Very funny, but not light at all is Dave Sedaris's When You are Engulfed in Flames. I snorted all the way through this book, even though I'd read many of the essays before in the New Yorker. One not-so-humorous essay, "The Man in the Hut," made me uneasy. Not because of the hut man's alleged crimes, but because of Sedaris's ostracism of a clearly incapacitated person. Even so, Sedaris's impulse is completely human and understandable, if not laudable, which is what often makes his writing so complex, honest, and cringeworthy. My favorite essay was "The Smoking Section."

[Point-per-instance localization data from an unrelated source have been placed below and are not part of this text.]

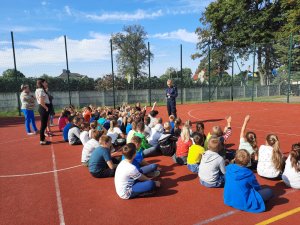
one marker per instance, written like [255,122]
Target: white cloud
[124,16]
[52,51]
[68,10]
[180,34]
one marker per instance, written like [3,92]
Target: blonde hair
[214,143]
[273,141]
[185,133]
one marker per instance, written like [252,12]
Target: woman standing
[28,103]
[42,98]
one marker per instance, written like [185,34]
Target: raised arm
[246,120]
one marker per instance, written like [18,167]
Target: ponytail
[295,157]
[111,128]
[273,141]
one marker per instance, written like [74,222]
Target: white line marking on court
[218,217]
[16,140]
[229,213]
[57,190]
[38,173]
[288,134]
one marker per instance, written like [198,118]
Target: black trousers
[44,121]
[171,106]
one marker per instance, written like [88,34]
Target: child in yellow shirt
[195,153]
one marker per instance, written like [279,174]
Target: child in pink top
[183,144]
[63,119]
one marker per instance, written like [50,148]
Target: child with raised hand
[291,174]
[195,153]
[212,165]
[248,142]
[74,132]
[223,135]
[84,134]
[183,144]
[129,181]
[90,146]
[101,164]
[242,191]
[199,130]
[270,159]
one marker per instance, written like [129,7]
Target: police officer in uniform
[171,94]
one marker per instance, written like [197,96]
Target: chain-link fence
[264,72]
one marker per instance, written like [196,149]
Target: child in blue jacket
[242,191]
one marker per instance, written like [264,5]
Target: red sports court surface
[47,185]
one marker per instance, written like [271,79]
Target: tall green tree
[233,26]
[132,52]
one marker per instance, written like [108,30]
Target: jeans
[104,173]
[150,151]
[266,194]
[141,187]
[219,183]
[44,121]
[193,167]
[148,169]
[29,119]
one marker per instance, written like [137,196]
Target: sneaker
[155,173]
[45,142]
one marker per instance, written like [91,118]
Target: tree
[230,31]
[10,73]
[132,55]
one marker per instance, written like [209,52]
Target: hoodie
[241,188]
[211,167]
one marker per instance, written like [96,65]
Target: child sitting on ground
[129,182]
[270,159]
[248,142]
[223,135]
[242,191]
[84,135]
[291,174]
[90,146]
[167,141]
[143,166]
[183,144]
[63,119]
[101,164]
[195,153]
[212,165]
[74,132]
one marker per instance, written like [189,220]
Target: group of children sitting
[105,132]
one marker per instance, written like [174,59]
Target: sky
[39,28]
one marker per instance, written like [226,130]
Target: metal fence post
[15,72]
[112,72]
[68,71]
[181,73]
[253,70]
[209,84]
[149,73]
[289,68]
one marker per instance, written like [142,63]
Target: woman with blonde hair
[270,159]
[183,144]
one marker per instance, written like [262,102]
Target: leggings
[29,119]
[44,121]
[141,187]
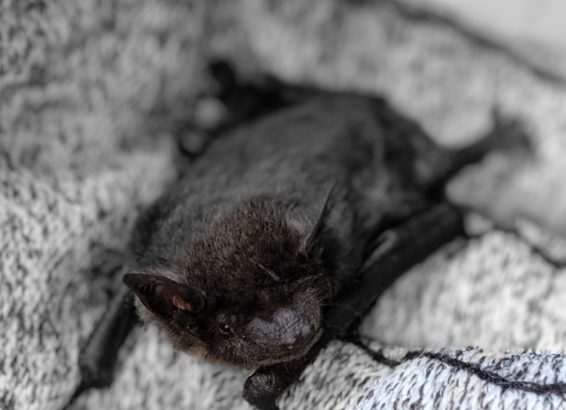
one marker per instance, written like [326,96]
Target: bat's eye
[225,329]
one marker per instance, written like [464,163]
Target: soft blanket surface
[90,92]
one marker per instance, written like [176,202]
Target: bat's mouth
[292,354]
[292,330]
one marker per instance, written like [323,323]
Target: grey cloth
[89,92]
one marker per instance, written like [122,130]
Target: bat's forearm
[404,247]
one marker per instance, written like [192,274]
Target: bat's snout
[289,329]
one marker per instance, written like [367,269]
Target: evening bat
[239,260]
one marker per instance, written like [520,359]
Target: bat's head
[249,293]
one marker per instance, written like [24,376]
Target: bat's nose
[295,330]
[287,329]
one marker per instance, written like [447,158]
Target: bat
[304,198]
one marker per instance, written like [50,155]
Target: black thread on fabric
[471,368]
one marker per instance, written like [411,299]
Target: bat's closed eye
[225,329]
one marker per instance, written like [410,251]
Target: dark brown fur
[238,259]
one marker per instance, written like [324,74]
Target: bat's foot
[262,389]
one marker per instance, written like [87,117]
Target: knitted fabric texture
[90,92]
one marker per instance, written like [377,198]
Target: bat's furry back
[237,260]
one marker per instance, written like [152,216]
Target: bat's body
[237,261]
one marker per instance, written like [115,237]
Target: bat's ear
[163,296]
[319,225]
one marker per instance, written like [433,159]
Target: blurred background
[94,94]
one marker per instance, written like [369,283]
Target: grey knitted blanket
[89,93]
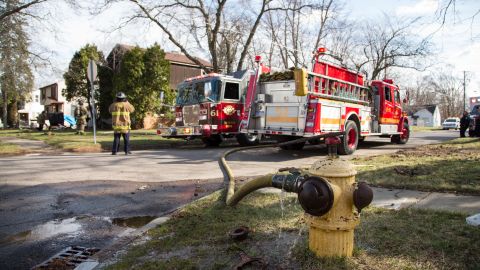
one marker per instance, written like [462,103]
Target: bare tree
[449,93]
[440,88]
[206,24]
[296,31]
[447,7]
[389,44]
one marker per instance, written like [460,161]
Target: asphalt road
[49,202]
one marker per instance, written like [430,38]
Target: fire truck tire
[402,139]
[212,141]
[247,139]
[295,146]
[350,140]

After reading McCullers's Reflections in a Golden Eye, I decided to take on another Southern work that is more likely to stick to my ribs--Faulkner's Sartoris. Usually, I love McCullers's work, because she, unlike many famed Southern writers, often wins that game of chicken with sentimentality. Here, however, she fell into the potboiler trap. The book is sensational. Aside from a few wonderful, canny observations and descriptions, it really isn't her best work in terms of character development or plot.
I've just begun Sartoris, not the longest book on my list of summer reads, but Faulkner's prose is so dense I'll need help just to hold the thing close enough to my eyes to read it. I'll still be reading it a month from now, but there are much worse ways to pass the dog days.